Customers shop in a supermarket in Taiyuan, north China's Shanxi Province, March 20, 2020. Life and production have gradually resumed here in Taiyuan under strict measures to prevent and control the novel coronavirus epidemic. Photo:Xinhua
China's consumer price index (CPI), a main gauge of inflation, continued to decelerate in March, mainly due to easing domestic fresh food inflation and transport and logistics returning to normal as the coronavirus has come under control within the country.
The index grew by 4.3 percent year-on-year in March,
down 0.9 percentage points from February, the National Bureau of Statistics (NBS) said on Friday.
The index for the first quarter rose 4.9 percent year-on-year, according to the NBS.
A joint effect of increased supply of food and daily necessities, overall weak demand and an oil price slump contributed to the deceleration, Liu Xuezhi, a macroeconomics expert at Bank of Communications, told the Global Times.
According to the NBS, food prices rose 18.3 percent year-on-year in March, down 3.6 percentage points from the previous month. The pork price rose 116.4 percent year-on-year in the month, down 18.8 percentage points from February.
Non-food prices rose 0.7 percent year-on-year in March, down 0.2 percentage points month-on-month.
As the virus prevention and control situation continues to improve domestically, food price growth has decelerated due to sufficient supply and reduced logistics and transport costs, according to Dong Lijuan, a senior statistician of the NBS.
Looking ahead, Liu said the country's CPI is likely to ease back in the second half of 2020, with the year-round growth rate expected at 4 percent.
Given that international prices of staple grains - rice and wheat - gained amid COVID-19, some Chinese consumers are concerned about potential food prices domestically.

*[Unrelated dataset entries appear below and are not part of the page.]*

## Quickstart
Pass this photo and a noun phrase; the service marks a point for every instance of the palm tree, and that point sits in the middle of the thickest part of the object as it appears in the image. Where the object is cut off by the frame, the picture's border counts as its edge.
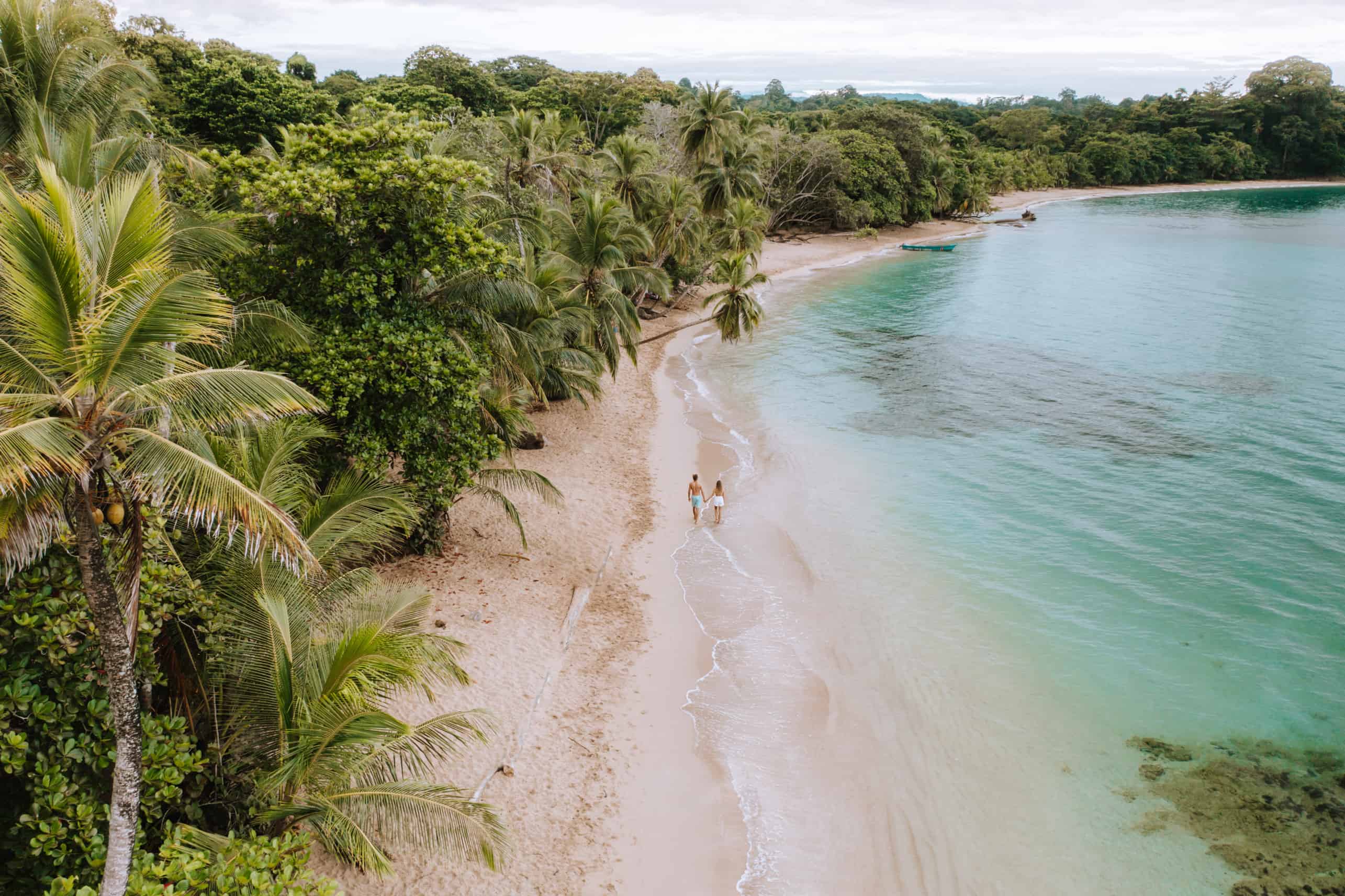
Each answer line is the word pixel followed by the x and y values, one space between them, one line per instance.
pixel 735 173
pixel 595 259
pixel 626 159
pixel 537 149
pixel 943 175
pixel 62 68
pixel 102 299
pixel 736 310
pixel 711 123
pixel 742 228
pixel 674 220
pixel 310 664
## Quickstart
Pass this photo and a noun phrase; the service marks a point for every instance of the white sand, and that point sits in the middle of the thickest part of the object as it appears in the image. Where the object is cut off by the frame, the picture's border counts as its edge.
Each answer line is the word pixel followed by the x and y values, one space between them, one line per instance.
pixel 608 794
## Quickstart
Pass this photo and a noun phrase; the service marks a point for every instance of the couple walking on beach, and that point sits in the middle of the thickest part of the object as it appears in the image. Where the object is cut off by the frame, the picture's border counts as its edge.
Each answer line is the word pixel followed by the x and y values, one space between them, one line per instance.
pixel 696 494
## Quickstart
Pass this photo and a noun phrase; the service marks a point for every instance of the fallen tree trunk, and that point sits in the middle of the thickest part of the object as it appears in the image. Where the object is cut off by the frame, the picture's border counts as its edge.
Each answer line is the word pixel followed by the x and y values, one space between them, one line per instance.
pixel 669 333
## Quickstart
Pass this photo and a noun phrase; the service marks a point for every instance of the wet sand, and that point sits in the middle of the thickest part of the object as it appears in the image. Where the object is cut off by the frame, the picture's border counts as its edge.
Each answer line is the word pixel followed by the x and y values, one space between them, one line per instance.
pixel 608 793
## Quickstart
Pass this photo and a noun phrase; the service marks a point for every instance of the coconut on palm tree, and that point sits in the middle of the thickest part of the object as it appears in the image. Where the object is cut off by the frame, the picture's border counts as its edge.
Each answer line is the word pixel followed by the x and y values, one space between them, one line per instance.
pixel 595 257
pixel 736 310
pixel 102 303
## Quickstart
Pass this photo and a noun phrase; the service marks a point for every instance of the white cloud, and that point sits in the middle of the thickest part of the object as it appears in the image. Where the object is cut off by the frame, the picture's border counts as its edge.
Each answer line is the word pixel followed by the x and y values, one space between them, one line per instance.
pixel 954 48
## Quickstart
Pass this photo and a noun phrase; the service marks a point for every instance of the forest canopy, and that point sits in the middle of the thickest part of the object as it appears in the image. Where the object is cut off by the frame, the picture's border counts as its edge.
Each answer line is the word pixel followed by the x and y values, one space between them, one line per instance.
pixel 263 330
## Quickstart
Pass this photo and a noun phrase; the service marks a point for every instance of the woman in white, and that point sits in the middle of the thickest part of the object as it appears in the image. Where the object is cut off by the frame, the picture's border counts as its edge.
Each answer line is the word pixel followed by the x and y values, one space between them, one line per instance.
pixel 718 501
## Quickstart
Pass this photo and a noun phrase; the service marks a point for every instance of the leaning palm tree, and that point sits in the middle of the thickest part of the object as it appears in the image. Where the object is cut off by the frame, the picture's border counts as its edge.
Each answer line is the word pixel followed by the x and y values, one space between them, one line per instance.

Wang Bin, an official with the Ministry of Commerce, said on April 2 that there is no need for consumers to worry about grain shortages or price rises because the country's grain production is sufficient and major processing companies have posted sound business resumption.
Tian Yun, vice director of the Beijing Economic Operation Association, told the Global Times that the impact of the coronavirus on domestic farming is slight and the country's CPI may further drop to around 3 percent alongside easing panic brought about by the pandemic.
Graphics: GTChina's CPI soared to 5.4 percent year-on-year in January, the highest level since November 2011. The figure edged down to 5.2 percent in February - still relatively high compared with normal conditions.
Amid the virus, domestic consumption dropped. Deputy head of the NBS Sheng Laiyun said in an article in March that a conservative estimate of retail losses for January and February is over 1.5 trillion yuan ($212.68 billion), with tourism, hospitality, transportation and entertainment hit the hardest.
As domestic manufacturing activities begin on a recovery trajectory and economic and trade shocks from the global pandemic intensify, the price of industrial materials continues its deflationary trend. The country's producer price index (PPI), which measures the cost of goods at the factory gate, was further down 1.5 percent year-on-year in March, compared with a 0.4 percent fall in February, according to the NBS.